FEV_KEGG.Experiments.38 module¶
Context¶
The approach of building a consensus/majority graph of enzymes/EC numbers to find a core metabolism shared among several organisms has to be validated against previous research. One such previous research deals with Thermus thermophilus HB27, but not with its complete metabolism, but only the essential “core” parts. They enhance the information provided by the KEGG database with information from MetaCyc and, most importantly, from manual curation with organism specific knowledge. Lee et al. (2014) list EC numbers in additional file 1 “12934_2014_968_MOESM1_ESM.xls”. As with other validations before, we have to filter EC numbers which are outdated, or somehow not represented by KEGG’s standard pathways. This is done here by restricting any EC number to the ones in NUKA, whis is done for both, their and our set of EC numbers.
Question¶
Does the consensus/majority graph approach to core metabolism yield a similar set of EC numbers as the approach of Lee et al. (2014)?
Method¶
- extract EC numbers from Lee et al. (2014) by hand
- sanitise them by leaving only the ones found in NUKA
- also remove the ones with wildcards
- REPEAT with different groups
- get group of organisms ‘Thermus thermophilus’
- get only the organism ‘Thermus thermophilus HB27’
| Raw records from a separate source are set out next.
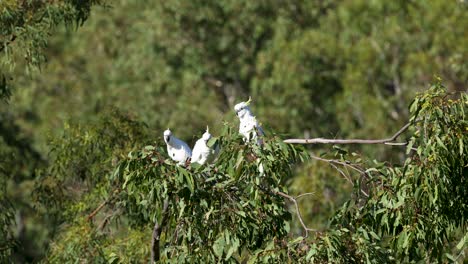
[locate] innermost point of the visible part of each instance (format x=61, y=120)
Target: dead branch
x=155, y=247
x=386, y=141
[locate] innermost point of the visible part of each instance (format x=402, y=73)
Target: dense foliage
x=84, y=84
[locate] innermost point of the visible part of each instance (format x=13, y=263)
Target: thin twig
x=343, y=163
x=298, y=212
x=155, y=249
x=91, y=215
x=304, y=194
x=342, y=173
x=348, y=141
x=13, y=37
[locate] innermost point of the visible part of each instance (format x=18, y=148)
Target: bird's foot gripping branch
x=212, y=212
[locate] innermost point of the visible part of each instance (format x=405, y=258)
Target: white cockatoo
x=249, y=126
x=201, y=152
x=177, y=149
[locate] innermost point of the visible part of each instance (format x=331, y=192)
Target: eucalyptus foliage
x=217, y=212
x=26, y=26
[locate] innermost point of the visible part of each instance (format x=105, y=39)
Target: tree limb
x=13, y=37
x=155, y=247
x=386, y=141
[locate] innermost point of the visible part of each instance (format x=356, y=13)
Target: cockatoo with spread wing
x=249, y=126
x=177, y=149
x=201, y=152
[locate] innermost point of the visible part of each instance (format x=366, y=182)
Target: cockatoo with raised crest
x=201, y=152
x=249, y=126
x=177, y=149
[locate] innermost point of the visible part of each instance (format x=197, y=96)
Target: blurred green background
x=334, y=69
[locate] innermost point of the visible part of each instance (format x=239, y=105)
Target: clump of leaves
x=215, y=211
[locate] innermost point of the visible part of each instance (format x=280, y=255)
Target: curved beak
x=248, y=101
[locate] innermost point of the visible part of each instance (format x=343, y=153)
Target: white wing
x=179, y=151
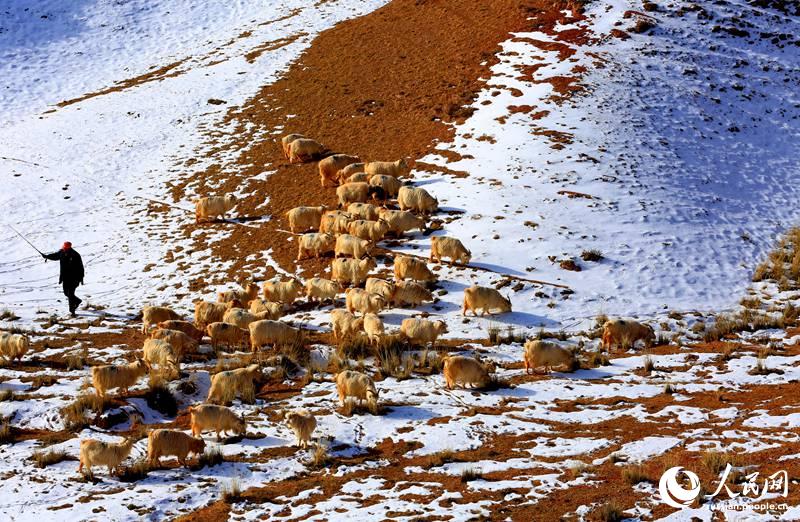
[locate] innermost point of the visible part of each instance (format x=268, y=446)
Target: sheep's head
x=506, y=304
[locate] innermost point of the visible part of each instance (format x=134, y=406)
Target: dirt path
x=383, y=86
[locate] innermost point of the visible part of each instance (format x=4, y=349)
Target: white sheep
x=352, y=271
x=329, y=167
x=358, y=300
x=373, y=327
x=302, y=423
x=162, y=354
x=401, y=221
x=366, y=211
x=318, y=288
x=422, y=331
x=282, y=291
x=390, y=184
x=397, y=169
x=406, y=267
x=542, y=353
x=109, y=376
x=272, y=333
x=315, y=244
x=410, y=293
x=357, y=385
x=302, y=150
x=373, y=231
x=302, y=219
x=13, y=346
x=484, y=299
x=344, y=324
x=416, y=199
x=213, y=206
x=443, y=246
x=348, y=245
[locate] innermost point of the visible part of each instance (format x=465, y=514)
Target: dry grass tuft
x=635, y=474
x=42, y=459
x=469, y=474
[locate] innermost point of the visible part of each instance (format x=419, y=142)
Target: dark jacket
x=71, y=266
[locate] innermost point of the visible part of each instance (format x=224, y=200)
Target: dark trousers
x=69, y=291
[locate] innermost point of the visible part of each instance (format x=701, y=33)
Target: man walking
x=71, y=274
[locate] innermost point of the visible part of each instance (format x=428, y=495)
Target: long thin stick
x=24, y=238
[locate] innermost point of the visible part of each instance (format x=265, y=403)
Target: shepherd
x=71, y=274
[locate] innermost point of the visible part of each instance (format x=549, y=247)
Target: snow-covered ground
x=80, y=173
x=684, y=138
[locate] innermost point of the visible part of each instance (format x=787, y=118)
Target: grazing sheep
x=401, y=221
x=358, y=177
x=272, y=333
x=381, y=287
x=406, y=267
x=302, y=150
x=366, y=211
x=542, y=353
x=206, y=312
x=397, y=169
x=465, y=370
x=410, y=293
x=329, y=168
x=352, y=193
x=347, y=245
x=109, y=376
x=152, y=315
x=316, y=244
x=101, y=453
x=422, y=331
x=13, y=346
x=625, y=333
x=213, y=206
x=335, y=222
x=164, y=443
x=357, y=385
x=266, y=309
x=244, y=295
x=162, y=354
x=227, y=335
x=344, y=174
x=242, y=318
x=177, y=339
x=390, y=184
x=226, y=385
x=344, y=324
x=358, y=300
x=352, y=271
x=373, y=326
x=183, y=326
x=442, y=246
x=371, y=230
x=303, y=424
x=286, y=141
x=303, y=219
x=484, y=299
x=216, y=418
x=284, y=292
x=318, y=288
x=416, y=199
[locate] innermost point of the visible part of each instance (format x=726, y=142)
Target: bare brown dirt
x=383, y=86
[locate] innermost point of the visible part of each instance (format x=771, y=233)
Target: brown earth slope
x=383, y=86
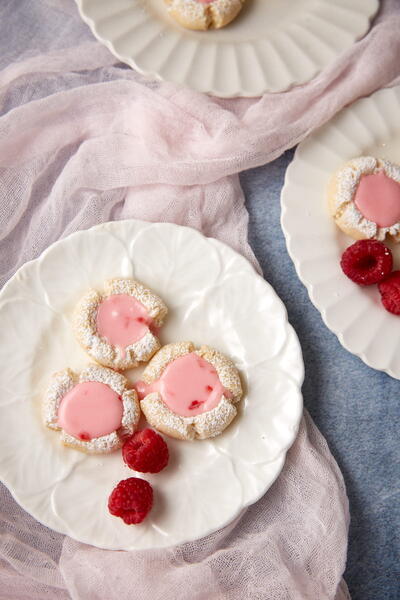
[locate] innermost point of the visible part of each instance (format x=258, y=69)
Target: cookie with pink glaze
x=204, y=14
x=189, y=393
x=93, y=410
x=118, y=328
x=364, y=198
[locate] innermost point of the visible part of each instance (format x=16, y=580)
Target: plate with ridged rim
x=370, y=126
x=270, y=47
x=214, y=296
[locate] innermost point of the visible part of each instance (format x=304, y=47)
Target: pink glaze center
x=378, y=199
x=90, y=410
x=122, y=319
x=189, y=386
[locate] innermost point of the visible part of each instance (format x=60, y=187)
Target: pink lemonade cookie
x=119, y=327
x=94, y=410
x=204, y=14
x=364, y=198
x=188, y=393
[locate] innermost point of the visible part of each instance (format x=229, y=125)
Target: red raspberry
x=131, y=500
x=146, y=452
x=366, y=262
x=390, y=292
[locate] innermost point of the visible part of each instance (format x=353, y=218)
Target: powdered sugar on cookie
x=117, y=328
x=353, y=191
x=188, y=393
x=94, y=411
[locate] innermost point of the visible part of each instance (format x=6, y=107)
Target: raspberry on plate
x=366, y=262
x=131, y=500
x=146, y=451
x=390, y=292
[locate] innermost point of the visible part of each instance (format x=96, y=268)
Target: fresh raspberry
x=131, y=500
x=390, y=292
x=146, y=452
x=366, y=262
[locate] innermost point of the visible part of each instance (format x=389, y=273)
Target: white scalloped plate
x=271, y=46
x=214, y=296
x=354, y=314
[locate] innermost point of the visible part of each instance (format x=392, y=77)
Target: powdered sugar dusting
x=207, y=424
x=61, y=383
x=347, y=181
x=64, y=381
x=202, y=15
x=98, y=347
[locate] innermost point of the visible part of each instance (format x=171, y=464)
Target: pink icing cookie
x=204, y=14
x=119, y=327
x=364, y=198
x=94, y=411
x=188, y=393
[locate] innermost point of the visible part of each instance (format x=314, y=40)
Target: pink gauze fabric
x=84, y=140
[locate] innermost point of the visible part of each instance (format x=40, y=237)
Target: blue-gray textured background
x=355, y=407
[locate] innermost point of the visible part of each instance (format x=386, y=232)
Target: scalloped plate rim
x=278, y=461
x=240, y=93
x=285, y=203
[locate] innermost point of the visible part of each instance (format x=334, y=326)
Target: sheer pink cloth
x=82, y=141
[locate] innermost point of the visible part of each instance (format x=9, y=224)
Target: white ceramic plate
x=214, y=297
x=271, y=46
x=370, y=126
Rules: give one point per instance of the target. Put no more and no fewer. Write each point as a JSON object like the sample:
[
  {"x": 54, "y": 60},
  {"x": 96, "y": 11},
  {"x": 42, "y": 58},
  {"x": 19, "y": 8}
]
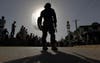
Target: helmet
[{"x": 47, "y": 5}]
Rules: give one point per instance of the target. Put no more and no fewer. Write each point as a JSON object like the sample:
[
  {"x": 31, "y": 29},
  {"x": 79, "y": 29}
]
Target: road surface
[{"x": 76, "y": 54}]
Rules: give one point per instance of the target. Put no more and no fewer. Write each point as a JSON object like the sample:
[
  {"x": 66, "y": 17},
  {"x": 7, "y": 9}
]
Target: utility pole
[
  {"x": 68, "y": 31},
  {"x": 76, "y": 23}
]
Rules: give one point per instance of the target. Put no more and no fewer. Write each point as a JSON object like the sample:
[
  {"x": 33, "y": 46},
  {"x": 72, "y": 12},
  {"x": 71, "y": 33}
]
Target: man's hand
[{"x": 41, "y": 28}]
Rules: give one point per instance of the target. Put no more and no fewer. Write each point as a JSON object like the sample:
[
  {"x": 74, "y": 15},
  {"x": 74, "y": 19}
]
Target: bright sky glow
[{"x": 35, "y": 15}]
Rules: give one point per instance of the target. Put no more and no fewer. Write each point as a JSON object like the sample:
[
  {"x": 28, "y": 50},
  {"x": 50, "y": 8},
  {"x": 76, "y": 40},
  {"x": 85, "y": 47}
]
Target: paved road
[{"x": 76, "y": 54}]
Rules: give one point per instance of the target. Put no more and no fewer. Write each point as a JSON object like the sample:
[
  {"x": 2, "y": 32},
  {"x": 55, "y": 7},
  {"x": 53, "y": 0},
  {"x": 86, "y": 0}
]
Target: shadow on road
[{"x": 47, "y": 57}]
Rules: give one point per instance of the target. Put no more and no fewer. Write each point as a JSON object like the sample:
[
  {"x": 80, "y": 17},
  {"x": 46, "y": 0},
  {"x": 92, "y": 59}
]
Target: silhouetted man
[
  {"x": 49, "y": 25},
  {"x": 13, "y": 29}
]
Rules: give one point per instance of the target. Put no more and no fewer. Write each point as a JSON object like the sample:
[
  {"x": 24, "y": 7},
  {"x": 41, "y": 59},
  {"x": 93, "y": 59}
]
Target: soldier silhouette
[
  {"x": 49, "y": 25},
  {"x": 13, "y": 29}
]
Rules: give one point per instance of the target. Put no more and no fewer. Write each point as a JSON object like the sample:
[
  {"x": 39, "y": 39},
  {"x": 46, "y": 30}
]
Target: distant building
[{"x": 88, "y": 33}]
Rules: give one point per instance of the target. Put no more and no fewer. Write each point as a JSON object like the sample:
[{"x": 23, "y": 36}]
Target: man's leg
[
  {"x": 44, "y": 35},
  {"x": 53, "y": 41}
]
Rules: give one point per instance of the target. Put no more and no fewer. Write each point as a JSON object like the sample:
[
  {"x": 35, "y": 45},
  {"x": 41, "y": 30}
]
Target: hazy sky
[{"x": 86, "y": 11}]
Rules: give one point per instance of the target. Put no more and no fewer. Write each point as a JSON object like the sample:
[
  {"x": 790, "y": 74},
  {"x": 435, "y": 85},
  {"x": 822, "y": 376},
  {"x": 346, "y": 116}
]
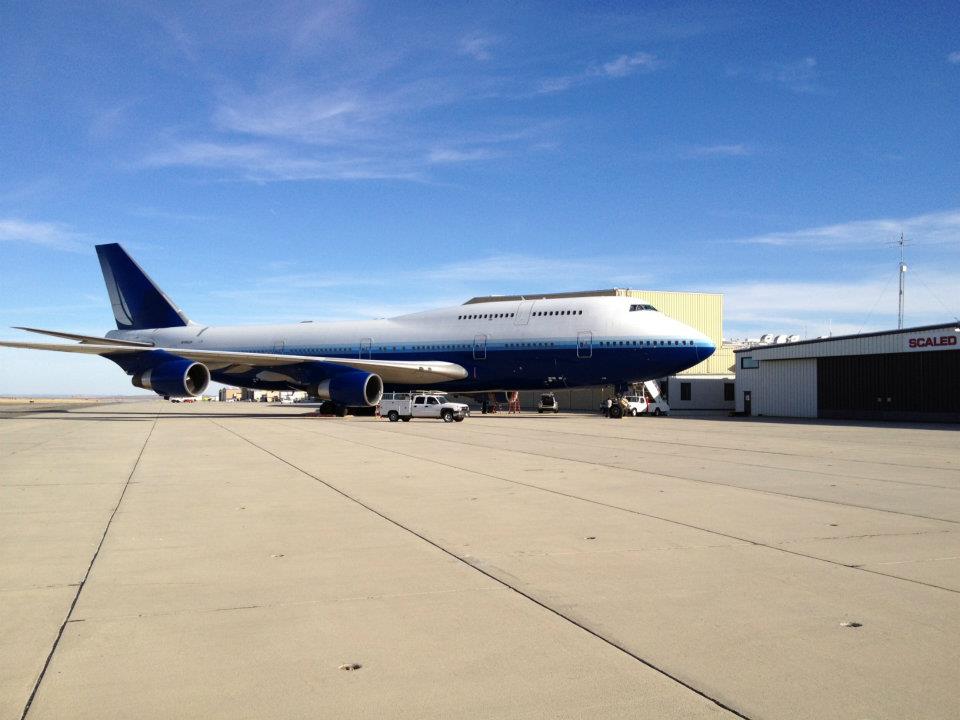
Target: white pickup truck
[{"x": 405, "y": 406}]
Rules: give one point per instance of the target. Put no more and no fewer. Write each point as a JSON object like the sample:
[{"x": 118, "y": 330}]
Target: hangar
[
  {"x": 705, "y": 386},
  {"x": 911, "y": 374}
]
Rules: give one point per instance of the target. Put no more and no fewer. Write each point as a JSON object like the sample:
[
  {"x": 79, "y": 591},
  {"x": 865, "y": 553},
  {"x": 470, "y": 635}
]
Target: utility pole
[{"x": 903, "y": 274}]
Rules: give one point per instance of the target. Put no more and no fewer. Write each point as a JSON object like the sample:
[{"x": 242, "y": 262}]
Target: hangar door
[{"x": 896, "y": 386}]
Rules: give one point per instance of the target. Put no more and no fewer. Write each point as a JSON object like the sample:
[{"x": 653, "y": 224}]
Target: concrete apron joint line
[
  {"x": 571, "y": 496},
  {"x": 612, "y": 643},
  {"x": 83, "y": 582},
  {"x": 697, "y": 480}
]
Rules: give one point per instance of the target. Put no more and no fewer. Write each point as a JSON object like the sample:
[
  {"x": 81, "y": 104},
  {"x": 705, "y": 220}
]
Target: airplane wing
[{"x": 401, "y": 372}]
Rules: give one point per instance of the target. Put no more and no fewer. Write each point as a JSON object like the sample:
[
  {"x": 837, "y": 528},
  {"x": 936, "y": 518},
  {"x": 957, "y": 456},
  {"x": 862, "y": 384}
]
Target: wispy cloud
[
  {"x": 619, "y": 67},
  {"x": 718, "y": 151},
  {"x": 265, "y": 162},
  {"x": 48, "y": 234},
  {"x": 940, "y": 228},
  {"x": 477, "y": 46},
  {"x": 799, "y": 76},
  {"x": 450, "y": 155},
  {"x": 838, "y": 306}
]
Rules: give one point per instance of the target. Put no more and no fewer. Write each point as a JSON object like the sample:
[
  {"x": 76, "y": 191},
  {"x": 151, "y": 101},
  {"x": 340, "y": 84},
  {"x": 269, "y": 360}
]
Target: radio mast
[{"x": 902, "y": 273}]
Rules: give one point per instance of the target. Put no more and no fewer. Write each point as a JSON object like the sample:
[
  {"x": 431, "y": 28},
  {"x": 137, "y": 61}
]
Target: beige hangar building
[{"x": 708, "y": 385}]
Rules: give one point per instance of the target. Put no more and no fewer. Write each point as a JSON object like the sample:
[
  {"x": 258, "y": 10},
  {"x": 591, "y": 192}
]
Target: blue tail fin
[{"x": 137, "y": 302}]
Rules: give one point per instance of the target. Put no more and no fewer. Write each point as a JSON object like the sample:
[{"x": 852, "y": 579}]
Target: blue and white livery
[{"x": 485, "y": 345}]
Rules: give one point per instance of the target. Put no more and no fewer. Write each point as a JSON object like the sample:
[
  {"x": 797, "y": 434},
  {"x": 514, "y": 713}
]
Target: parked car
[
  {"x": 638, "y": 405},
  {"x": 548, "y": 403},
  {"x": 406, "y": 406}
]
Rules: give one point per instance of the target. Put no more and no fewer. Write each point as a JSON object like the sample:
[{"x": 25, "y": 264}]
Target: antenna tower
[{"x": 903, "y": 276}]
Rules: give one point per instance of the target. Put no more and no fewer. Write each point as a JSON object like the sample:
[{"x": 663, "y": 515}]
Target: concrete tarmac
[{"x": 250, "y": 561}]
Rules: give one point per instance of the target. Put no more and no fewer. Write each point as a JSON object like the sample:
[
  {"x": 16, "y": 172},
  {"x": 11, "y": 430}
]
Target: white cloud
[
  {"x": 476, "y": 46},
  {"x": 841, "y": 306},
  {"x": 450, "y": 155},
  {"x": 619, "y": 67},
  {"x": 713, "y": 151},
  {"x": 627, "y": 64},
  {"x": 800, "y": 76},
  {"x": 266, "y": 162},
  {"x": 49, "y": 234},
  {"x": 938, "y": 228}
]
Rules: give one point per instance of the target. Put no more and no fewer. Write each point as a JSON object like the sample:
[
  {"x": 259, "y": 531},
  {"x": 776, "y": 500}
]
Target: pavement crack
[
  {"x": 632, "y": 511},
  {"x": 83, "y": 581},
  {"x": 473, "y": 564}
]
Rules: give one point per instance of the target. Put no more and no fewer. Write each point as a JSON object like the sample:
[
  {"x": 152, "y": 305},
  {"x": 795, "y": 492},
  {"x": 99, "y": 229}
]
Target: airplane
[{"x": 485, "y": 345}]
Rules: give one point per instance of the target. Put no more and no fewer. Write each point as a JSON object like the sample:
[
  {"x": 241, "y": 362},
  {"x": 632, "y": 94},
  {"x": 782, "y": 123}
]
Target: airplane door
[
  {"x": 480, "y": 347},
  {"x": 523, "y": 312},
  {"x": 585, "y": 344}
]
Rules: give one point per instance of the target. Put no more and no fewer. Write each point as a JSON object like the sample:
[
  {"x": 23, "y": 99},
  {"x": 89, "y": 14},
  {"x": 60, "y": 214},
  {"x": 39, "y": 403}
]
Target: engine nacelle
[
  {"x": 350, "y": 389},
  {"x": 175, "y": 378}
]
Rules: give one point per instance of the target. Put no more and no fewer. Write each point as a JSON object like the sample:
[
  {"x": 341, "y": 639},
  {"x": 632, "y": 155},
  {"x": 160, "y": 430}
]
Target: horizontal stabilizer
[
  {"x": 86, "y": 339},
  {"x": 400, "y": 372}
]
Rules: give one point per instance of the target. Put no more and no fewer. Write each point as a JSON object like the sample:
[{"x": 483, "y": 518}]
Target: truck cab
[{"x": 406, "y": 406}]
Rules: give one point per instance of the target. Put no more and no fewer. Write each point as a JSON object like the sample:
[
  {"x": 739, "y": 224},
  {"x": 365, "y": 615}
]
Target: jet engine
[
  {"x": 350, "y": 389},
  {"x": 175, "y": 378}
]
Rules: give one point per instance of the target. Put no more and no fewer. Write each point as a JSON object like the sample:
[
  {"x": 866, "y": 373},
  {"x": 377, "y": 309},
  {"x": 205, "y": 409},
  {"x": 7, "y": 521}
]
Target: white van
[
  {"x": 638, "y": 405},
  {"x": 405, "y": 406}
]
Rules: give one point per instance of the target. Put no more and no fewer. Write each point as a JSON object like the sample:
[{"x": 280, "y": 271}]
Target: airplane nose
[{"x": 705, "y": 347}]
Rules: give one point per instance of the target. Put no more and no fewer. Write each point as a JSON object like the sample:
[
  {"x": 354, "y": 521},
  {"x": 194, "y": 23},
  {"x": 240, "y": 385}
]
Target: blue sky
[{"x": 279, "y": 161}]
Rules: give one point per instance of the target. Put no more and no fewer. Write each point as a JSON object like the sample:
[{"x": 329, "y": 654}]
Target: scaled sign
[{"x": 934, "y": 340}]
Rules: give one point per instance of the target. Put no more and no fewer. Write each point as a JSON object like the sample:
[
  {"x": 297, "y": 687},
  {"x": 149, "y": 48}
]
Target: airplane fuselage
[{"x": 504, "y": 345}]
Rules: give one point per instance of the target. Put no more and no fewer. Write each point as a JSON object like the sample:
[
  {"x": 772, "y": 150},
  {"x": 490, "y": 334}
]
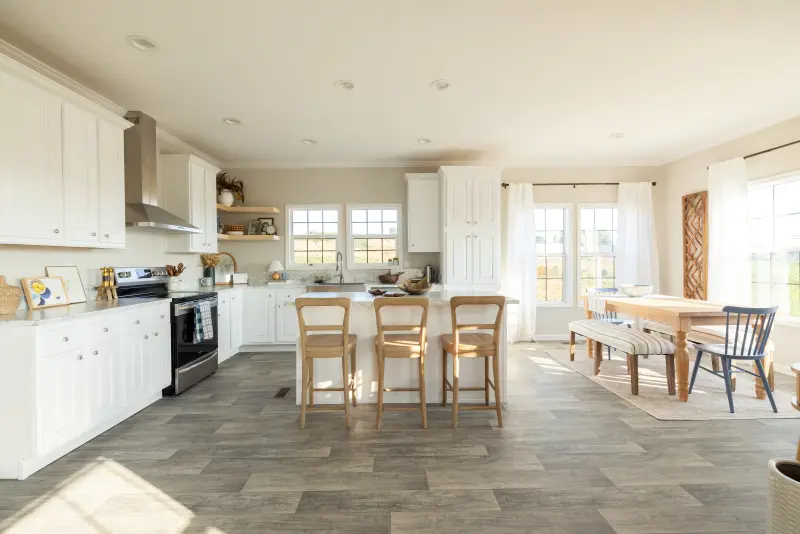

- REPEAT for varying majority-percentages:
- calculate EC numbers occuring in group’s core metabolism
- sanitise them by leaving only the ones found in NUKA
- also remove the ones with wildcards
- overlap their set with ours and print amount of EC numbers inside the intersection and falling off either side
Result¶
Maj. % others both ours
All Thermus thermophilus:
100%: 118 306 106
90%: 118 306 106
80%: 118 306 106
70%: 111 313 119
60%: 111 313 119
50%: 102 322 138
40%: 102 322 138
30%: 102 322 138
20%: 95 329 160
10%: 95 329 160
1%: 95 329 160
Thermus thermophilus HB27:
100%: 98 326 119
90%: 98 326 119
80%: 98 326 119
70%: 98 326 119
60%: 98 326 119
50%: 98 326 119
40%: 98 326 119
30%: 98 326 119
20%: 98 326 119
10%: 98 326 119
1%: 98 326 119
Conclusion¶
Comparing the core metabolism of all Thermus thermophilus, we see less overlap between both sets of EC numbers, which was to be expected. Still, this shows that the variance between Thermus thermophilus subspecies is not huge, but certainly visible. Three EC numbers only overlap when using the consensus metabolism of the whole group (329 vs. 326), indicating that Lee et al. manually added these EC numbers to their HB27 model, while they also exist in other subspecies known to KEGG.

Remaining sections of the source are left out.